Machine Learning Pipeline

Welcome to my demo AI/ML workflow application for cargo inspection end-users. This is a purpose-built system, not a general-purpose AI or LLM. It focuses on 3D volumetric data and streamlines the workflow into four steps: data collection, tagging, model training, and inference. Built with C++, LibTorch, and JavaScript, and deployed on AWS, it demonstrates how applied research can be turned into a practical, real-world solution.

Data Collection

Collecting 3D volumetric data is one thing but keeping it organized is another. This involves ensuring data integrity, managing metadata, quality output starts here. Uses S3 for storage, DynamoDB for metadata, and Cognito for user authentication.

Data Tagging

Tagging data is crucial for model training. Here 3D volumetric data is labeled by HS Code derived using Gemini AI ensuring the dataset is consistent.
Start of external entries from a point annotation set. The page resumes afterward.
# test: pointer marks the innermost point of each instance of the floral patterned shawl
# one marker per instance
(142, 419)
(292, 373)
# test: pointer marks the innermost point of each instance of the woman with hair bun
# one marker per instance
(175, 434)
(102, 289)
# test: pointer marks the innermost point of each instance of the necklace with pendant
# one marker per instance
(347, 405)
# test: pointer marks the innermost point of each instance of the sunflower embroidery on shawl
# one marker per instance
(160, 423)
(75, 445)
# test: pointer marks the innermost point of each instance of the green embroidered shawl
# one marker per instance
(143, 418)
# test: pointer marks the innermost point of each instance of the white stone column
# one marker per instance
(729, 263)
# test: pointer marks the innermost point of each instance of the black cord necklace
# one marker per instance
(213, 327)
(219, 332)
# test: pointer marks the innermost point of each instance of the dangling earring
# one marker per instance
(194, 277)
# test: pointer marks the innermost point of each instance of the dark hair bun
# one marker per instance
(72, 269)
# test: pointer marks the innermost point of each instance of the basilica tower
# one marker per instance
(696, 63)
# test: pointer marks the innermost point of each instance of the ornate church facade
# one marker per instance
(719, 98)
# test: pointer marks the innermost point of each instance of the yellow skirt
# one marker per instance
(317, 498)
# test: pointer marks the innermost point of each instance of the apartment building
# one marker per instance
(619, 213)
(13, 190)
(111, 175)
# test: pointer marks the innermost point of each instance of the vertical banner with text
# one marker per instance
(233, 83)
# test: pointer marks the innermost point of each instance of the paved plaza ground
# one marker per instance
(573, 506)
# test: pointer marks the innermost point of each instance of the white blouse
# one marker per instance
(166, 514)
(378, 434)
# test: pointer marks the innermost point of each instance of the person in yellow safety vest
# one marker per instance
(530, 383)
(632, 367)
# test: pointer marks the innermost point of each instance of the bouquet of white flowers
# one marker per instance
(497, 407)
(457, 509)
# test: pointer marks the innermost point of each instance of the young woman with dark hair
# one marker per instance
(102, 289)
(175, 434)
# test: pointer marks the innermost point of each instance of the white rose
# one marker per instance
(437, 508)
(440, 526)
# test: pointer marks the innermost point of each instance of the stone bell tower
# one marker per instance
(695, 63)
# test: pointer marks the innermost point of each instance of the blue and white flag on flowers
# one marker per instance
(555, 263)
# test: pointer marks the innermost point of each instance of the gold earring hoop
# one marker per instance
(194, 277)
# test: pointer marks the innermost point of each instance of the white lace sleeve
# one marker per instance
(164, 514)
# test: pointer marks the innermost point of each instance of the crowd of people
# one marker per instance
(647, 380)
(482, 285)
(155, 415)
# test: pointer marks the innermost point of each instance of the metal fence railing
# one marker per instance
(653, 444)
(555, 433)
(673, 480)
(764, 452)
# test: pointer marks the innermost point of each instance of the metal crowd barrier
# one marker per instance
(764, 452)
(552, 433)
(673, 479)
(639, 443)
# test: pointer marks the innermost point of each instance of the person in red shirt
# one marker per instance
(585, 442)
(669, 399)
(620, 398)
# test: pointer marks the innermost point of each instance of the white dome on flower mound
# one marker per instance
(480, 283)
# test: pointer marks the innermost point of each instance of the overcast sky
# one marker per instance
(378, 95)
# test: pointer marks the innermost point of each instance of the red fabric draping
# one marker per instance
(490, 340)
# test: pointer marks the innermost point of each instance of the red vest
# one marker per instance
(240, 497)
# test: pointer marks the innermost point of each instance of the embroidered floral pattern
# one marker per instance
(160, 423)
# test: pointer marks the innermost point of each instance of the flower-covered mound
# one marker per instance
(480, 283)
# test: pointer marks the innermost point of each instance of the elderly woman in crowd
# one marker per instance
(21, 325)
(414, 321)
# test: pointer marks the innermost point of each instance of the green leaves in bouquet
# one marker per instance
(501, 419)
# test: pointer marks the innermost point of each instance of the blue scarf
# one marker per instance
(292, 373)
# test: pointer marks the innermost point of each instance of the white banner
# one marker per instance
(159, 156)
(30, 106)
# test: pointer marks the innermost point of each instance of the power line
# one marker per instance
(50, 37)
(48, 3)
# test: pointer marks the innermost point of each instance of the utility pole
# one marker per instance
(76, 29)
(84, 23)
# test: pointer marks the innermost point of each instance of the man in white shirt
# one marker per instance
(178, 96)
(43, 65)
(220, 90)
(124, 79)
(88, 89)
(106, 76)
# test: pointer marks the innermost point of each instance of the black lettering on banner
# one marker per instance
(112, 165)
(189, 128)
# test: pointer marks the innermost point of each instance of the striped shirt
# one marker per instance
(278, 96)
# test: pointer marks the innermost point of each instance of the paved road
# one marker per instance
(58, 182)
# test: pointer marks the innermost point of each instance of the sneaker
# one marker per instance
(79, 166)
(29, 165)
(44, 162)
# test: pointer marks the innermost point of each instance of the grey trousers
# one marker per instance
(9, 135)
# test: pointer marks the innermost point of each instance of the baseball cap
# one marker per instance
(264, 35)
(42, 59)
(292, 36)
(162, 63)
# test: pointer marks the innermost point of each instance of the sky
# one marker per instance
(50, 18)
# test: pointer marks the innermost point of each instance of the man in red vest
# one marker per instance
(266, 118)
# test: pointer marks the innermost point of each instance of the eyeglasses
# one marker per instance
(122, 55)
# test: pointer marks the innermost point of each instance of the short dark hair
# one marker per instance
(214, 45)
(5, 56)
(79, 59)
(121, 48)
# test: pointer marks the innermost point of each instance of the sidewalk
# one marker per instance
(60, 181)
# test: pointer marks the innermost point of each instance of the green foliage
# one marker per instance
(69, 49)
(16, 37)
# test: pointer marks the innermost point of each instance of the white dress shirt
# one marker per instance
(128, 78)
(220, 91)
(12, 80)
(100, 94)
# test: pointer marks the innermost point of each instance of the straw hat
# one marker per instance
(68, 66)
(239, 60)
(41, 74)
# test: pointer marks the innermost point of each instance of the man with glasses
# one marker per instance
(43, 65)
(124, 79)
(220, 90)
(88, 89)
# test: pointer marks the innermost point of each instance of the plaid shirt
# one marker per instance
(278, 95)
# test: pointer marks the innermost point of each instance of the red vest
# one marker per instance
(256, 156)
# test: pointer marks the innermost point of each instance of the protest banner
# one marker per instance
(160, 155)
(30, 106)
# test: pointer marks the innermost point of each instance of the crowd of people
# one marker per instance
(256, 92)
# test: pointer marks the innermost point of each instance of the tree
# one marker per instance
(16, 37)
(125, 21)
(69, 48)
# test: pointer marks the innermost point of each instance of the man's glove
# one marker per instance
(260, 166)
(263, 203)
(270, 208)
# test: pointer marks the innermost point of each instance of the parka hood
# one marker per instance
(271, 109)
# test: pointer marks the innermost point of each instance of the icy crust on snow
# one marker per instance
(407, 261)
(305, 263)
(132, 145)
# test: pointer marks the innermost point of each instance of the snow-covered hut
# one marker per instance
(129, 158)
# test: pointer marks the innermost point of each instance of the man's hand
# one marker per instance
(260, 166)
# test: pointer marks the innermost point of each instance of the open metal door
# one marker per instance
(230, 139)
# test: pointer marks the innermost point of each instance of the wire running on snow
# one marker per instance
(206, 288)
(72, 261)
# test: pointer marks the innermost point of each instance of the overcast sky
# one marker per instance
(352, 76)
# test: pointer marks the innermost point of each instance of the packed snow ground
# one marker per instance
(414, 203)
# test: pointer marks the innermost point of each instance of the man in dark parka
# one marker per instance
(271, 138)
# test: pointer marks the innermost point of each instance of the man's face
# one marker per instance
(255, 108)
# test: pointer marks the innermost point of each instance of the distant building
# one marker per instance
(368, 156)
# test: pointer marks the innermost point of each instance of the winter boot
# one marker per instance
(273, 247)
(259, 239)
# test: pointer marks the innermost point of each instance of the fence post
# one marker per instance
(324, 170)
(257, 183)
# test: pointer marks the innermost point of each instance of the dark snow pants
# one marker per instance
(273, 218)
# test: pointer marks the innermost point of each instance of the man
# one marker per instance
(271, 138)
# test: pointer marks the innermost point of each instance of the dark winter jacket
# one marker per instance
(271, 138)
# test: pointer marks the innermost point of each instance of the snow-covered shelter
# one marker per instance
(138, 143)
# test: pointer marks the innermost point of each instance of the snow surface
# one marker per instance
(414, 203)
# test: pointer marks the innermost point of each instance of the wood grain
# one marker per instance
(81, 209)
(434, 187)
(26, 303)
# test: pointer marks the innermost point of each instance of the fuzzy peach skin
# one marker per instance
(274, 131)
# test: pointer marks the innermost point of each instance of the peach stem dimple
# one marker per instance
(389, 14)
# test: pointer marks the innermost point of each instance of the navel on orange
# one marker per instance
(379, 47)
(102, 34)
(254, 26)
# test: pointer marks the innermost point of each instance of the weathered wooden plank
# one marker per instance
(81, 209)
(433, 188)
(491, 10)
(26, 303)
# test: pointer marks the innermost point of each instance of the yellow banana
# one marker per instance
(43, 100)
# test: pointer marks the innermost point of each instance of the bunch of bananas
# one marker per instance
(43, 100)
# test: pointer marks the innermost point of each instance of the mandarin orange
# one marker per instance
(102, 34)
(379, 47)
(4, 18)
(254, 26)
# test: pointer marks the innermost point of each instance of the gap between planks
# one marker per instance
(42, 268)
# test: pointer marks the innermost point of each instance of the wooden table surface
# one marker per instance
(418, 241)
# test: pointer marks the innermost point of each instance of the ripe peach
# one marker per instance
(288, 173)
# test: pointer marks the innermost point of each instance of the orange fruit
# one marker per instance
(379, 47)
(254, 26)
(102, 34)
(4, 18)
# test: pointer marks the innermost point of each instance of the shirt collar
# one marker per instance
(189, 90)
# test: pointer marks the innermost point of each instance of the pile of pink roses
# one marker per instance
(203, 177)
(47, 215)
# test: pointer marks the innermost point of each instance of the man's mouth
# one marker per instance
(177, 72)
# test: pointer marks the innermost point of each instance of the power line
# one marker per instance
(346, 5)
What's also unique about this particular instance is that custom 3D models are generated based on tagged data. Materials are assigned appropriate colors and packaging is determined by ground truth dimensions. For example, liquids such as oil will be rendered as dark colored barrels whereas dry goods will be rendered as boxes or bags. Pallets are automatically generated based on the dimensions of the items.

Model Training

Training runs on a custome C++ backend using PyTorch/LibTorch. This step is computationally expensive so data is off-loaded to a GPU instance to improve performance.

Inference

Once the model is trained, it can be used to make predictions on new data. This step involves applying the trained model to new 3D volumetric data to generate predictions or classifications. Rendering is performed using VTV.js.